David Milch and HBO: they’re two great tastes that taste great together. It began with Milch’s epic Deadwood, and looks set to continue with the gambling drama Luck, which premieres this January. (We’ll just do our level best to forget all about John from Cincinnati…) Now Milch and HBO have renewed their vows by signing a new multi-year deal. Perhaps the most interesting part of the deal will call for Milch to produce series, miniseries, and movies based on the works of William Faulkner.
According to the Los Angeles Times, the deal with Faulkner’s literary estate encompasses the whole kit’n’kaboodle: 19 novels and 125 short stories, including works like The Sound and the Fury and Light in August.

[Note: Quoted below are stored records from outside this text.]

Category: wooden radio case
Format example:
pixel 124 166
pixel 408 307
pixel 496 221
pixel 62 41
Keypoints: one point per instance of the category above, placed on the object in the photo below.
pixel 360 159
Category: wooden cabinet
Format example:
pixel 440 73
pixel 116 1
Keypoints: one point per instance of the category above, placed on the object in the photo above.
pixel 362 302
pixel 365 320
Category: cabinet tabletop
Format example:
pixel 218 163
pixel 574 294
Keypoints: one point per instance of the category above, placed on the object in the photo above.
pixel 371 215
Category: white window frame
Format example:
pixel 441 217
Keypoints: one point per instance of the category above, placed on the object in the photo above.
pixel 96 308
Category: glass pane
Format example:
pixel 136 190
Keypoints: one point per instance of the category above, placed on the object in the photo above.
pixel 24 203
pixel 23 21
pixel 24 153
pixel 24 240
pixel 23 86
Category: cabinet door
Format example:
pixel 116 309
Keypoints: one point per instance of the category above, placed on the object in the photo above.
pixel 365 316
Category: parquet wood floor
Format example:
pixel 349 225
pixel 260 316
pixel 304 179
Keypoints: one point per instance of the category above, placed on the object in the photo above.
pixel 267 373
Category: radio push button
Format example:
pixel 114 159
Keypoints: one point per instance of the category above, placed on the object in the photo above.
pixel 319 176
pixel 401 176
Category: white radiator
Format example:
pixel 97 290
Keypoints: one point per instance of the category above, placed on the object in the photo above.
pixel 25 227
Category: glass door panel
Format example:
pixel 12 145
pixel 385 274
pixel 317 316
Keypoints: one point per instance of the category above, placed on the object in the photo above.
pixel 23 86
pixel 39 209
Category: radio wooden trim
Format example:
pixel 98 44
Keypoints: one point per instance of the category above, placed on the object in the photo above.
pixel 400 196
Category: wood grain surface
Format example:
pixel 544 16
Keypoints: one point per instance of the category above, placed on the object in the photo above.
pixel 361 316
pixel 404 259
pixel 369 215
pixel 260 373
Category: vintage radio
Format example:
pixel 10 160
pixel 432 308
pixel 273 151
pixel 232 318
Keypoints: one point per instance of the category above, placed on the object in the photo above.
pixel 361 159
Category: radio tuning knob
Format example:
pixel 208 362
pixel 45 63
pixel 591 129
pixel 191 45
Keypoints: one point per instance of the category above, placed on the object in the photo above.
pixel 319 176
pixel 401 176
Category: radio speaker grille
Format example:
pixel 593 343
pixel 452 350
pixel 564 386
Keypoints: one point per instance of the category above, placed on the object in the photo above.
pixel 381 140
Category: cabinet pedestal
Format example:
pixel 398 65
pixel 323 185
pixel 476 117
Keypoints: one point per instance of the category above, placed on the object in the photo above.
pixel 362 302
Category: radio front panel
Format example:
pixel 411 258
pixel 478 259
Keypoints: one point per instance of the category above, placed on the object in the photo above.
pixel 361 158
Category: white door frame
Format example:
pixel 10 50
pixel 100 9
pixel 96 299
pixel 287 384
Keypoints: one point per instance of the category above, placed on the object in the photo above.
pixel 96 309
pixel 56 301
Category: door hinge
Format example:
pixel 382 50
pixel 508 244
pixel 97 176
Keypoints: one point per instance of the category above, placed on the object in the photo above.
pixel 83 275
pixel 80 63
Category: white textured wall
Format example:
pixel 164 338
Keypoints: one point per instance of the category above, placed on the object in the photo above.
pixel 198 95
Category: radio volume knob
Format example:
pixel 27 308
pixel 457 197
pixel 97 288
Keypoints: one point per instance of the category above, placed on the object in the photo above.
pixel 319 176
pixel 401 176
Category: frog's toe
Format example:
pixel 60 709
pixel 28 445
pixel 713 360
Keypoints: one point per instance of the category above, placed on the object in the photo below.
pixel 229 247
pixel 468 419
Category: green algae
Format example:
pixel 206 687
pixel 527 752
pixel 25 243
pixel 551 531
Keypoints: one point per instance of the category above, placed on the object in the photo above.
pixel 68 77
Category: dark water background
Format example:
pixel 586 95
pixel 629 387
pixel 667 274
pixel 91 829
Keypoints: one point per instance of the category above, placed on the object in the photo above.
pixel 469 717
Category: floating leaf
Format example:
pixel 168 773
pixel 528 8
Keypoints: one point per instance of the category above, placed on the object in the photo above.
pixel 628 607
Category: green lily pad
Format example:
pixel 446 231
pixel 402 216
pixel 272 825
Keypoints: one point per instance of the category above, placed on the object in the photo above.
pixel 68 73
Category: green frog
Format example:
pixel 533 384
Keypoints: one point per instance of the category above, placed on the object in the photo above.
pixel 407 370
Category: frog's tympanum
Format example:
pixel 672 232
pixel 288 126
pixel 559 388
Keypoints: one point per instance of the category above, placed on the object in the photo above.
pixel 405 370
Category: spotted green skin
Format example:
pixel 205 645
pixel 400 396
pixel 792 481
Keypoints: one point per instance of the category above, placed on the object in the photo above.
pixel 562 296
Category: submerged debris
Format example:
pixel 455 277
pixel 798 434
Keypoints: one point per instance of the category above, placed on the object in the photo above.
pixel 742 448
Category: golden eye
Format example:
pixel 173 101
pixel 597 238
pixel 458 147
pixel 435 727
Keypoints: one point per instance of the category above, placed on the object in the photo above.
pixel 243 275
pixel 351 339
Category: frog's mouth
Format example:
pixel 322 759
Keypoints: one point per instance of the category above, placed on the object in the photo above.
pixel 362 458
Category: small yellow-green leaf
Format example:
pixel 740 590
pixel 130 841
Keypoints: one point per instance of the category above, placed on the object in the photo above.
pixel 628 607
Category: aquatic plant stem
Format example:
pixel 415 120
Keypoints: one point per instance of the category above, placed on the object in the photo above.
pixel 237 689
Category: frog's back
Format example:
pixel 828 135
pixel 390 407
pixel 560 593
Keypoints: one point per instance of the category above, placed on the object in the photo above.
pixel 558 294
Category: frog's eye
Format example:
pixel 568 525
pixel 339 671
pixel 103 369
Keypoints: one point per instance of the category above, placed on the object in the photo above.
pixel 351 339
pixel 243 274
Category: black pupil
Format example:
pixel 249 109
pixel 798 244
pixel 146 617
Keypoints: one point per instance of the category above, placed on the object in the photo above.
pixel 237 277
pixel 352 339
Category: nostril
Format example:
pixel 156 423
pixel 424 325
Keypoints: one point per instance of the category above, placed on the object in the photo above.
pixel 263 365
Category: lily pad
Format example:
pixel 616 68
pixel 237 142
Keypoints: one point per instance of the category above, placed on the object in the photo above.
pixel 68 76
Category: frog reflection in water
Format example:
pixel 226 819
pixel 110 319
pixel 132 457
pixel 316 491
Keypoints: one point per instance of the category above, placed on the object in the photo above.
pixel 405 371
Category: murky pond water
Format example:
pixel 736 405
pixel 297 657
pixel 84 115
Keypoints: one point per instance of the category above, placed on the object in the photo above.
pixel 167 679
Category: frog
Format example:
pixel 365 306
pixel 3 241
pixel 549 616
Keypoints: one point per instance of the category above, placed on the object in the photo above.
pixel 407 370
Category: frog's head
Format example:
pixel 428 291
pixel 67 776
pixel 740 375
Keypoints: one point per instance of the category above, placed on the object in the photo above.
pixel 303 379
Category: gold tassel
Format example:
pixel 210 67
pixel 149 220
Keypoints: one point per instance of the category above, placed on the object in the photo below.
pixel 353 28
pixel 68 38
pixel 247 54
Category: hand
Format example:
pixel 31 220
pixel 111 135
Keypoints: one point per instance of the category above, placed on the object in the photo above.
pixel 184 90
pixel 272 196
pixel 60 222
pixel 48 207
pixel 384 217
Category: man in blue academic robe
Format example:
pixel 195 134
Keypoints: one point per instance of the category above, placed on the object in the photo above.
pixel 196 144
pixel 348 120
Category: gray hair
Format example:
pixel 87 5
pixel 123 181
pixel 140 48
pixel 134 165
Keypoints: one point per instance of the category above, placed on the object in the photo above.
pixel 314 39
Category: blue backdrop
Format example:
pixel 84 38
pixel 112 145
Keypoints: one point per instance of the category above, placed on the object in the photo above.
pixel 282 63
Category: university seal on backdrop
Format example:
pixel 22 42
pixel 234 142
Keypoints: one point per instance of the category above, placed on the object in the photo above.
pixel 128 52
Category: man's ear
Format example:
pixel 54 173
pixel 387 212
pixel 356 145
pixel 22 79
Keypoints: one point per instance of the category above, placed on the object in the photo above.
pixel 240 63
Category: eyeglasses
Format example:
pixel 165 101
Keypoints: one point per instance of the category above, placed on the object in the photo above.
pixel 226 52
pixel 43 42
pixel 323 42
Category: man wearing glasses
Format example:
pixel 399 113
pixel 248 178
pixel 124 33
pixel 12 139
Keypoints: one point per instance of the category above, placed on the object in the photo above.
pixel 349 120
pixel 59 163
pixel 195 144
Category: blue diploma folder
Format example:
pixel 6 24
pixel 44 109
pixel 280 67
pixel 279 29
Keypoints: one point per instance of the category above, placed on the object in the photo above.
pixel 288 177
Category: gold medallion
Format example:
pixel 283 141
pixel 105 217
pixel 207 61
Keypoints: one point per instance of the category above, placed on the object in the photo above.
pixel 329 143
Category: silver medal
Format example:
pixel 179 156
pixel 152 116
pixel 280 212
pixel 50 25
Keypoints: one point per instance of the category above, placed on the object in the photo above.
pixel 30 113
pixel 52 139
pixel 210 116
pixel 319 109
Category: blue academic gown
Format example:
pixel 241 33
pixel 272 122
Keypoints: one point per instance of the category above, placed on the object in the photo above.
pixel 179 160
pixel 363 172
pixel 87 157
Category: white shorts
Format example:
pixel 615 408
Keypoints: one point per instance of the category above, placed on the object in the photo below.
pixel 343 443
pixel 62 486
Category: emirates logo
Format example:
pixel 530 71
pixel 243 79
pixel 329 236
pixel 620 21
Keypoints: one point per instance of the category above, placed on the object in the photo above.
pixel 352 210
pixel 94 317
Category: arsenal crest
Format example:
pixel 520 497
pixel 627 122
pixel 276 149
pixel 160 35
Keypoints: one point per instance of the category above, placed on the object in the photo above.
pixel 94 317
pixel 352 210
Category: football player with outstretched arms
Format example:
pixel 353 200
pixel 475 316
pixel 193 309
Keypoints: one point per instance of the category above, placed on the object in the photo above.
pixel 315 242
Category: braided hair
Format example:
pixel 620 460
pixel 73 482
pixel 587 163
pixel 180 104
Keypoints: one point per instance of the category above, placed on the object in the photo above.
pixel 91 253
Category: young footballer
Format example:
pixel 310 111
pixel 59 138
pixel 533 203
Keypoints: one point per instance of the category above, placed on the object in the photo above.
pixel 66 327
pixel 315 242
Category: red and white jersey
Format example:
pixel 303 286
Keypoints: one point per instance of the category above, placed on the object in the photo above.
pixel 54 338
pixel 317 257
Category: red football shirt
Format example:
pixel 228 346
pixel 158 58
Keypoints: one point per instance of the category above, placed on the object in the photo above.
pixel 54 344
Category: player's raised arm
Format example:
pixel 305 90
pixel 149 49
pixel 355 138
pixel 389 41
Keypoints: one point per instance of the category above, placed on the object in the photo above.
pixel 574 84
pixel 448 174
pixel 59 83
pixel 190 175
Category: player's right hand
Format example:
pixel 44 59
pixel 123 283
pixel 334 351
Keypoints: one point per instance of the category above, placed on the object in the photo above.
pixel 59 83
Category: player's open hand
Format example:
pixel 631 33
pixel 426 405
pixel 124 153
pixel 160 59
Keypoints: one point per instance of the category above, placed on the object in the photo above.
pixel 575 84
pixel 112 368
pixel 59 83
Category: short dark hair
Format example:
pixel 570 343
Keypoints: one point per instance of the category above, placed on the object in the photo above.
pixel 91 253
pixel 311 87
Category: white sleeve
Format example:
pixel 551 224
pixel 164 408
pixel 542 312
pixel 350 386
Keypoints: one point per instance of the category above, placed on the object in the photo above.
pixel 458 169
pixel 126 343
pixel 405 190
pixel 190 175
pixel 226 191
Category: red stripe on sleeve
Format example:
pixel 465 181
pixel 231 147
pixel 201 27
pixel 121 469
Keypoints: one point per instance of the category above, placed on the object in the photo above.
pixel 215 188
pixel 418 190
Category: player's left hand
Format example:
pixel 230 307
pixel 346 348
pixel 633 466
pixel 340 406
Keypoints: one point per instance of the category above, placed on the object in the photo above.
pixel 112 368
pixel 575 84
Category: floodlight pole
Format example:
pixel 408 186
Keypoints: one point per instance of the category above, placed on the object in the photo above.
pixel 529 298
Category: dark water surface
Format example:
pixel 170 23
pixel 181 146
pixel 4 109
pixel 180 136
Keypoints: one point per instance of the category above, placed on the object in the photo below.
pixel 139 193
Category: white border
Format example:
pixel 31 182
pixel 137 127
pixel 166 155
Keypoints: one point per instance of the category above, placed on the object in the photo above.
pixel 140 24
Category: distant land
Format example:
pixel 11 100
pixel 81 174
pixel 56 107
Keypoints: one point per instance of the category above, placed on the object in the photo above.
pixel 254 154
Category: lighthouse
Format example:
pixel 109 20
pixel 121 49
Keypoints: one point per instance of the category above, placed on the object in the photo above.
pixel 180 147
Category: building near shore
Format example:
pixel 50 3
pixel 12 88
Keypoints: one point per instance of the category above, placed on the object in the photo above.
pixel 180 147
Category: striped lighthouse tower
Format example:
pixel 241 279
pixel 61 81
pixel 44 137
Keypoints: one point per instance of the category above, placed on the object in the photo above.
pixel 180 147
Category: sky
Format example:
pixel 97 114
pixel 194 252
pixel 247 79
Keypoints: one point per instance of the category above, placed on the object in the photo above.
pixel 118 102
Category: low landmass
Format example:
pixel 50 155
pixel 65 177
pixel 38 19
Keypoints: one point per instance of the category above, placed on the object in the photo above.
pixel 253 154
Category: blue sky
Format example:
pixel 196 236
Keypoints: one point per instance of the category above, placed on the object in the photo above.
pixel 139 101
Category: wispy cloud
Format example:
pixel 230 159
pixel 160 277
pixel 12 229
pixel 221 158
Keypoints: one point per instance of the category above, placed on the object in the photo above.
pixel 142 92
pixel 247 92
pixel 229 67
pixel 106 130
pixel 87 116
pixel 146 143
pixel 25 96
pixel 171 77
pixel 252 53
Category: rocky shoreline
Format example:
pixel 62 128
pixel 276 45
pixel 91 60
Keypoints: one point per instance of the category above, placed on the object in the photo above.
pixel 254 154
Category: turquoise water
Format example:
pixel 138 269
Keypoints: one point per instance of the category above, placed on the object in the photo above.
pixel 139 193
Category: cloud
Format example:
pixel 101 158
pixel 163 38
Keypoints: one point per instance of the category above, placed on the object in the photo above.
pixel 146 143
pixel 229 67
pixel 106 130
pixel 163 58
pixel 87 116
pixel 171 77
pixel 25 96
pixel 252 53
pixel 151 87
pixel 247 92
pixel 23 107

Under the agreement, HBO gets the first chance to produce and distribute the projects based on Faulkner’s catalogue.
Milch released a statement about the deal:
I’m delighted to expand my longstanding relationship with HBO to encompass the adaptation of some of the most important literary works by any American writer into television films and series. As we embark on this ambitious project, our first commitment is to serve the material, and we look forward to identifying and collaborating with the best screenwriters and filmmakers to help each of the pieces find its ideal form onscreen.
In an extended interview with the LAT, Milch said that he found Faulkner’s books “enormously cinematic,” despite the author’s work being notoriously hard to get right on screen. He also explained that he was attracted to Faulkner’s writing because “Faulkner speaks to us on the questions of race, the challenges of modernity and modern man’s dilemma in all of its aspects.” With so much material to choose from, it’s no surprise that Milch says they haven’t made any decisions about what will be the first project in the docket.
This is the sort of stuff that inevitable Emmy nominations are made of. With HBO’s excellent reputation for high-quality adaptations and Milch’s proven knack for telling period stories in fascinating and relatable ways, the partnership of HBO, Milch, and Faulkner should produce some amazing stuff.